The health-economic implications are also considerable. Nd:YAG capsulotomy, while routine in developed healthcare systems, is associated with costs, follow-up visits, and potential complications such as cystoid macular edema, retinal detachment, and IOL pitting. In regions with limited access to ophthalmic laser facilities, untreated PCO may lead to prolonged visual impairment, with direct effects on quality of life. By reducing the frequency of capsulotomy, capsulotomy-fixated lenses could therefore decrease the overall economic burden of cataract surgery and improve equity of care, especially in resource-limited settings.
Nonetheless, several limitations warrant consideration. Most published studies, including those cited here, involve relatively short-term follow-up. Additionally, direct comparative data remain sparse, and variability in surgical technique, patient selection, and follow-up protocols limits generalizability. Factors such as capsulorhexis size, capsular fibrosis patterns, and patient comorbidities may independently influence PCO formation and were not consistently controlled. Widespread adoption of capsulotomy-fixated designs will therefore require prospective randomized studies with extended follow-up to confirm durability of the observed effect and to monitor for potential trade-offs such as capsular fibrosis or difficulties in IOL exchange. Specifically, the current analysis is constrained by a limited evidence base, heterogeneous patient populations, and variable follow-up durations. Furthermore, surgeon technique, femtosecond laser–related variables, and patient selection factors were not consistently controlled and may have influenced outcomes. Potential trade-offs of anterior fixation, such as increased anterior capsular fibrosis, must also be considered.
Given the limited number and heterogeneity of available studies, our findings should be regarded as hypothesis-generating rather than definitive.
Looking ahead, the principle of fixation-site modification may open new perspectives for IOL design. Combining anterior capsulotomy fixation with advanced biomaterials, improved edge profiles, or surface modifications targeting lens epithelial cell adhesion could provide a multifaceted strategy for further reducing PCO.

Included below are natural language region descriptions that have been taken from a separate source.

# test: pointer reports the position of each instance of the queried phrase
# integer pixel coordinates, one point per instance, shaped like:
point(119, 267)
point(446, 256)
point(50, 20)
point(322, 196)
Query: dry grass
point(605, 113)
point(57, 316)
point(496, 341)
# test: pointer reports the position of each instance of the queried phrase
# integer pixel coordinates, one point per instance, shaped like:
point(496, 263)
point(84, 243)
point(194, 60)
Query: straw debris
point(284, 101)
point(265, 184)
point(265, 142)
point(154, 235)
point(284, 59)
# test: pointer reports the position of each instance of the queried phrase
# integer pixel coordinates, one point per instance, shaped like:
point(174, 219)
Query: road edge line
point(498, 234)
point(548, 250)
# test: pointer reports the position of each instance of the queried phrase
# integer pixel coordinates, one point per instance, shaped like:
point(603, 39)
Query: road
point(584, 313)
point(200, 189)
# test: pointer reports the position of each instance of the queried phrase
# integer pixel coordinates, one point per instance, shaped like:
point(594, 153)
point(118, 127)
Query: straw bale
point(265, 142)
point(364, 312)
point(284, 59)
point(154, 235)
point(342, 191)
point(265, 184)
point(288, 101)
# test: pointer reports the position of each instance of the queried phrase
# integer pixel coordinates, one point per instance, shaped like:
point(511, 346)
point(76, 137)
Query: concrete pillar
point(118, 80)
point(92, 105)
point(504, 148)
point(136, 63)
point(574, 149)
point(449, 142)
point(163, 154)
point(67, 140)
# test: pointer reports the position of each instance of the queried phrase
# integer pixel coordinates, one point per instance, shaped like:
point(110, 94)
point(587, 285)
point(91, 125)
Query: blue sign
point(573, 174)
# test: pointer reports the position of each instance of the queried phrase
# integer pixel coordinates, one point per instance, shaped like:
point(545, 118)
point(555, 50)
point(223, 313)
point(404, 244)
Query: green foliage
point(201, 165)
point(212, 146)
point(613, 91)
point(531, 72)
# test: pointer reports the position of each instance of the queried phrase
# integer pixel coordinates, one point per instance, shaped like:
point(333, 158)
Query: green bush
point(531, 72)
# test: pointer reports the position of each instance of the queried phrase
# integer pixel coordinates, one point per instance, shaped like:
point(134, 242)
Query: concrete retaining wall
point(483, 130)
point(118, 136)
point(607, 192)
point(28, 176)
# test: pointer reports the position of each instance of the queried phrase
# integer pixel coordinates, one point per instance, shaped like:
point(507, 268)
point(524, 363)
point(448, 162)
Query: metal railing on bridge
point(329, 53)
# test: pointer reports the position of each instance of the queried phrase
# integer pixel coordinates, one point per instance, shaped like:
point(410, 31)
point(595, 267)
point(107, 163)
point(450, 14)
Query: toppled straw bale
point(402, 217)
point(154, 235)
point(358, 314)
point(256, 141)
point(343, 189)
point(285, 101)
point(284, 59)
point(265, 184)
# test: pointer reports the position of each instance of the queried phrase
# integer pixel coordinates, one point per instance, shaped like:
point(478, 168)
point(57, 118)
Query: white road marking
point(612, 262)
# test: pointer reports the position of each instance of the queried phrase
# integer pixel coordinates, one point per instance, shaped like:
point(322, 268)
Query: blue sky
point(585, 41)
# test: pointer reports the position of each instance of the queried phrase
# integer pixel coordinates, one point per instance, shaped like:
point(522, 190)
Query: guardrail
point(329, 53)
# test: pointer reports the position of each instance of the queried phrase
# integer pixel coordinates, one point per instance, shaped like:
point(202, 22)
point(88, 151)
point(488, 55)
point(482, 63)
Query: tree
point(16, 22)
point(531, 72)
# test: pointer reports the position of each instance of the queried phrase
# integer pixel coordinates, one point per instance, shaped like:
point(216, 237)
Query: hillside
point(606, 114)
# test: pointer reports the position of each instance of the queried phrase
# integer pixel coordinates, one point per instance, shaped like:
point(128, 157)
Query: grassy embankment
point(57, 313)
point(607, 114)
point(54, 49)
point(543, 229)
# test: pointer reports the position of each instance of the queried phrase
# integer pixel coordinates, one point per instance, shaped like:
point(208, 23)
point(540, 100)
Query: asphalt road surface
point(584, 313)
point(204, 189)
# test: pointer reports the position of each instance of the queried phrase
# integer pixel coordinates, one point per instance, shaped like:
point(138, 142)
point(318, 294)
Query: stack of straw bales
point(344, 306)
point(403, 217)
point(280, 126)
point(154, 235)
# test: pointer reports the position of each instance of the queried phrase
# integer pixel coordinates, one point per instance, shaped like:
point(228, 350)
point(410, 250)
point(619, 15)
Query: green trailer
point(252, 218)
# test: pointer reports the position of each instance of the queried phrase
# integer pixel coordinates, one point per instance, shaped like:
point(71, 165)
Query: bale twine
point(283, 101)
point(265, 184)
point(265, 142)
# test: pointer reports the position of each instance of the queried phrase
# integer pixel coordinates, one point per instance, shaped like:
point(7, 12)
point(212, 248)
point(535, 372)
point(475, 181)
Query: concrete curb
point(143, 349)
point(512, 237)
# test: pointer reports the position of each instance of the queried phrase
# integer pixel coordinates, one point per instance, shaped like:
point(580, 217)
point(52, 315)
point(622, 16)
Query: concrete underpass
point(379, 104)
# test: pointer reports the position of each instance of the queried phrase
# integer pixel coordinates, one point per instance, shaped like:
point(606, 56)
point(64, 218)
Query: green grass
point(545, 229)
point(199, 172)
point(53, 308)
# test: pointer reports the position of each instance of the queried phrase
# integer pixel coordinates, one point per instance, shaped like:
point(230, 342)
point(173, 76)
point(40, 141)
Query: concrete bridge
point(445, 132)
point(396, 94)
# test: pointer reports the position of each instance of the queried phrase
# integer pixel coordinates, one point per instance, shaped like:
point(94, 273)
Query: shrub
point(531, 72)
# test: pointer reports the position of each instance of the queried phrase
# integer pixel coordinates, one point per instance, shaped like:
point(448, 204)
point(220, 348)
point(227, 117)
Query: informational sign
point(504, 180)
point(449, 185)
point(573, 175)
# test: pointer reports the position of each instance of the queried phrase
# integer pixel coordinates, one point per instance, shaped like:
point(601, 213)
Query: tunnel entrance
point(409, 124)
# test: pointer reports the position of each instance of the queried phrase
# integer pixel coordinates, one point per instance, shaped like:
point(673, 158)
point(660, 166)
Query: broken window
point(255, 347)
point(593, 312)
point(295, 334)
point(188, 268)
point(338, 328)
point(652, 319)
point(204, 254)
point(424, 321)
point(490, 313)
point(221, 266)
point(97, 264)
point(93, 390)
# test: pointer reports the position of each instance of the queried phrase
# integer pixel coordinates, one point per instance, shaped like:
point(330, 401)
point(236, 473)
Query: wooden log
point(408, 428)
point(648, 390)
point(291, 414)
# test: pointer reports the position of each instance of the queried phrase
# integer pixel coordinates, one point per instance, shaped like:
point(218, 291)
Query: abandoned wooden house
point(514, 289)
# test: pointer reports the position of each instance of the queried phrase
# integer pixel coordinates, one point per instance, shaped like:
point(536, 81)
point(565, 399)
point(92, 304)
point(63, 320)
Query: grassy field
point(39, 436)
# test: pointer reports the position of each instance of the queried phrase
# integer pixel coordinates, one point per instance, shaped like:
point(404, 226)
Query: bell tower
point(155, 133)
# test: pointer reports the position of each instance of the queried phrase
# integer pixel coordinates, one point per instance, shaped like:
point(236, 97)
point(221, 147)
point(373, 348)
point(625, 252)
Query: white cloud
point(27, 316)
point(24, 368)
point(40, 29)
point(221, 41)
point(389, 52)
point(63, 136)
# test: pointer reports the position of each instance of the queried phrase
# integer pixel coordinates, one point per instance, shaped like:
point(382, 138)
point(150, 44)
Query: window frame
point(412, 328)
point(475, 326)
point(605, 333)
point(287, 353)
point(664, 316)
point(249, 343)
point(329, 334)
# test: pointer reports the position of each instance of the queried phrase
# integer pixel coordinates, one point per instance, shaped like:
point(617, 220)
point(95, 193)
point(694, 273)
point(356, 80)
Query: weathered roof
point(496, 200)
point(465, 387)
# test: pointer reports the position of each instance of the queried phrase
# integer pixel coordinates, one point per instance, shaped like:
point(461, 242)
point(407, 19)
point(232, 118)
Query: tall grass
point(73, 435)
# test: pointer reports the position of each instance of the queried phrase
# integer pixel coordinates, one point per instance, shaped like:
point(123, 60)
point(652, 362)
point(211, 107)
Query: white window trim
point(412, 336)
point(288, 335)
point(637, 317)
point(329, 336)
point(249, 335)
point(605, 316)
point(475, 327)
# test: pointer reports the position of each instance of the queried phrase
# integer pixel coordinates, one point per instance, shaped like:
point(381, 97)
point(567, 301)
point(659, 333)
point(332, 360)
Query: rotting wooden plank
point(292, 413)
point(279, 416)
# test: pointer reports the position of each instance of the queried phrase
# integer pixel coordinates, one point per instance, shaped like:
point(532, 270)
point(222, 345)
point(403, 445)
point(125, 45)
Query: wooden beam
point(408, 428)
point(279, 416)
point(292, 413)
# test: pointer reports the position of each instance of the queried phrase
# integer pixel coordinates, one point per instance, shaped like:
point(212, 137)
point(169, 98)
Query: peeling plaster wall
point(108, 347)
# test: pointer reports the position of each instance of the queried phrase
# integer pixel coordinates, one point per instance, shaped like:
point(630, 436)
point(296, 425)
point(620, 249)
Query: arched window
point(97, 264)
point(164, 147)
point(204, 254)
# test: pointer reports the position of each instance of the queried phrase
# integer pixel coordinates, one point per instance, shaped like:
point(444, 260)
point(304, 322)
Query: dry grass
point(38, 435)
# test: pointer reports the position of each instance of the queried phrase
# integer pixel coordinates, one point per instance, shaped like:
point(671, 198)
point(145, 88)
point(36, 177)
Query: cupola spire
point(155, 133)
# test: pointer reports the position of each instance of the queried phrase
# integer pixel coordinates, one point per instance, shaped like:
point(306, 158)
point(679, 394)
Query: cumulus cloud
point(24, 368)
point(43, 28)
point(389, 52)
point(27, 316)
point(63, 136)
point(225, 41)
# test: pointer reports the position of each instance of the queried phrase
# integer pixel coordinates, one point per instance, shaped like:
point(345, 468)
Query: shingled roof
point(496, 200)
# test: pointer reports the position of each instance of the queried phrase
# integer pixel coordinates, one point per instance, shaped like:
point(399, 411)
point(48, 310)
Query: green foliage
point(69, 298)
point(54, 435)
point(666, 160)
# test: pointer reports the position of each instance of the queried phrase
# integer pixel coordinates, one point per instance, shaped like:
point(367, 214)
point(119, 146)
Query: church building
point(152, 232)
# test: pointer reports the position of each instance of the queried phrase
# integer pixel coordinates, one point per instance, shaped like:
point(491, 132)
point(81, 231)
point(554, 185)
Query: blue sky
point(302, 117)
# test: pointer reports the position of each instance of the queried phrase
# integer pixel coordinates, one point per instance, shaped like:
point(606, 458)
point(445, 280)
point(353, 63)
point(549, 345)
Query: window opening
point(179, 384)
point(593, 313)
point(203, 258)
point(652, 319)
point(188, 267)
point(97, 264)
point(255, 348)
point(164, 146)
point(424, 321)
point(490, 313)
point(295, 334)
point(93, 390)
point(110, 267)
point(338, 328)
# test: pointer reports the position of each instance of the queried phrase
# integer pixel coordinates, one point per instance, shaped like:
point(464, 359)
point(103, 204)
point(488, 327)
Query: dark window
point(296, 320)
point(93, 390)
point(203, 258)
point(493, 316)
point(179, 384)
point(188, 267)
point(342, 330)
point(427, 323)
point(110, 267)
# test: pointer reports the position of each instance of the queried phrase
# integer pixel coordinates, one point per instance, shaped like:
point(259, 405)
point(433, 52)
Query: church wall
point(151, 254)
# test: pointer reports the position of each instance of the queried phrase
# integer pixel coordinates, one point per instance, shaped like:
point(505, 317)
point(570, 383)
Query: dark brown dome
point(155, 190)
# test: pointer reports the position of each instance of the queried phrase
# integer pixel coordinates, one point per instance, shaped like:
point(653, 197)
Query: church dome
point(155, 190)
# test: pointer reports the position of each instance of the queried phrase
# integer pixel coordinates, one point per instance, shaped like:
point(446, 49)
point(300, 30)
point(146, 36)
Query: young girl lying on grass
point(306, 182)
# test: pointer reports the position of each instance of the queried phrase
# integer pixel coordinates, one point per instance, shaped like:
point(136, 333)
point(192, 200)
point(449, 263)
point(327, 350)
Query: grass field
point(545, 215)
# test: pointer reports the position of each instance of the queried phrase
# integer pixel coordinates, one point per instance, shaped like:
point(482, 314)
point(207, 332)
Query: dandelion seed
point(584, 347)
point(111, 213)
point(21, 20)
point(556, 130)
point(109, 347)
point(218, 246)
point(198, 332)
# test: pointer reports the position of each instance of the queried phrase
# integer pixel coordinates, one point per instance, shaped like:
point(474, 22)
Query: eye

These insights underscore the need to refine fixation concepts alongside ongoing innovations in IOL optics and biomaterials to achieve more complete prevention of secondary cataract.
5. Conclusions
In conclusion, clinical data suggest that capsulotomy-fixated IOLs like the FEMTIS may reduce PCO through a distinct anatomical mechanism—by eliminating the potential space for LEC migration and promoting close capsule–optic contact. These results support the continued investigation of anterior fixation as a strategy to improve long-term capsular clarity. Importantly, the concept challenges the conventional paradigm that in-the-bag fixation is the gold standard for minimizing secondary cataract, highlighting that fixation site itself may represent an underexplored determinant of PCO prevention. For surgeons, this raises the prospect of tailoring IOL choice not only according to refractive goals and material properties but also on the basis of long-term capsular behavior. Future prospective, controlled studies with extended follow-up are needed to validate these observations, assess their generalizability across diverse patient populations, and clarify whether anterior fixation can provide durable advantages in real-world practice. If confirmed, such findings could influence future IOL design strategies and contribute to reducing the global burden of Nd:YAG capsulotomy.